Also from Steve Yegge's talk:
[W]hen we talk about performance, it's all crap. The most important thing is that you have a small system. And then the performance will just fall out of it naturally.
One permatopic across programming blogs is the good ol' static-vs-dynamic languages debate. Static languages (like C, C++, C#, C--, Java, etc.) require variables to have type declarations primarily to generate compiled code and secondarily to catch errors or emit warnings at compile time. Dynamic languages (like Perl, Python, PHP, Ruby, Tcl, Lisp, Scheme, Smalltalk, etc.) do away with all those needless keystrokes, allow programmers to be more productive, and generally aren't as dangerous as the C-programmers would have you believe. Furthermore, dynamic language programmers are quick to point out that any real program in a static language requires typecasting, which throws all of the "guarantees" out the window, and bring in all of the "dangers" of dynamic languages with none of the benefits.

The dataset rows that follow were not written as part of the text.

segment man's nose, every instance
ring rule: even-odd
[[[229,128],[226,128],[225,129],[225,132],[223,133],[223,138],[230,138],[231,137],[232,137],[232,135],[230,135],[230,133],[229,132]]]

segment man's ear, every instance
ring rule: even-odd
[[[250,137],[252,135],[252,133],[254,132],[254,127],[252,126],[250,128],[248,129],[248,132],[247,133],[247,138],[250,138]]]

However, this debate isn't limited to these opposite points of view. There's another perspective, which I heard from Mark-Jason Dominus about a decade ago: static typing in languages like C and Pascal isn't really static typing! (Correction: Mark actually said that "strong" typing in C and Pascal isn't really strong typing.)
The kind of static typing supported by C, its ancestors and its descendants, dates back to the 1950s and Fortran (or, rather FORTRAN, since lower case letters hadn't been invented yet). Type annotations in these languages are guides to the compiler in how much storage to allocate for each variable. Eventually, compilers began to emit warnings or compiler errors mixing variables of incompatible types (like floating point numbers and strings), because those kinds of operation don't make sense. If the irksome compiler gets in your way, you can always tell the it to shut up and do the operation anyway and maybe let the program crash at runtime. Or maybe silently corrupt data. Or maybe something completely different. None of which makes much sense, but there you go.
Modern static typing, on the other hand, uses a strong dose of the Hindley-Milner type inference algorithm to determine (a) what values a variable may contain and (b) prevent the use of incompatible values in expressions. Furthermore, Hindley-Milner prevents values being cast from one type to another on a whim (unlike C), and thus prevents odd runtime errors through abuse of the type system. This leads to an strong, unbreakable type system that is enforced by the compiler, and prevents a whole class of loopholes allowed by lesser type systems. Because types can be inferred, explicit type annotations aren't always needed, which leads to an interesting property: languages that are safer than "safe" static languages like C and Java, and programs that are free of those troublesome, noisy type declarations, just like dynamic languages.
Use of the Hindley-Milner type system comes to us through ML, and descendants like Haskell, OCaml, SML, F# and the like. It's such a good idea, that it's slowly making its way into new programming languages like Perl 6, Fortress, Factor, Scala, and future versions of C++, C#, and VB.Net.
So, really, the whole static-vs-dynamic languages debate is both misleading and moot. It's misleading, because it's not about static vs. dynamic typing, it's about weak compile-typing vs. runtime-typing. It's moot, because the writing is on the wall, and weakly typed languages are on the way out, to be replaced (eventually) by strongly-typed languages of one form or another. (It also tends to be a meaningless "debate", because it's typically a shouting match between C/C++/Java/etc. acolytes who are uncomfortable with Perl/Python/Ruby/etc., and Perl/Python/Ruby/etc. acolytes who have a strong distaste for C/C++/Java/etc., and neither group has a hope of persuading the other.)
Normally, I would avoid topic entirely, but today, I couldn't resist. Steve Yegge posted a transcription of his talk on dynamic languages, where he covers both sides of the debate, and moves beyond the two-sides-talking-past-each-other and uncovers the core issues. He covers the meat of the discussion, not the typical push-button issues that go nowhere and convince no one. (I think he misses the point behind Hindley-Milner, but that's an insignificant side issue.)
Steve's talk is long and rambling, but certainly worth the time read or at least skim through.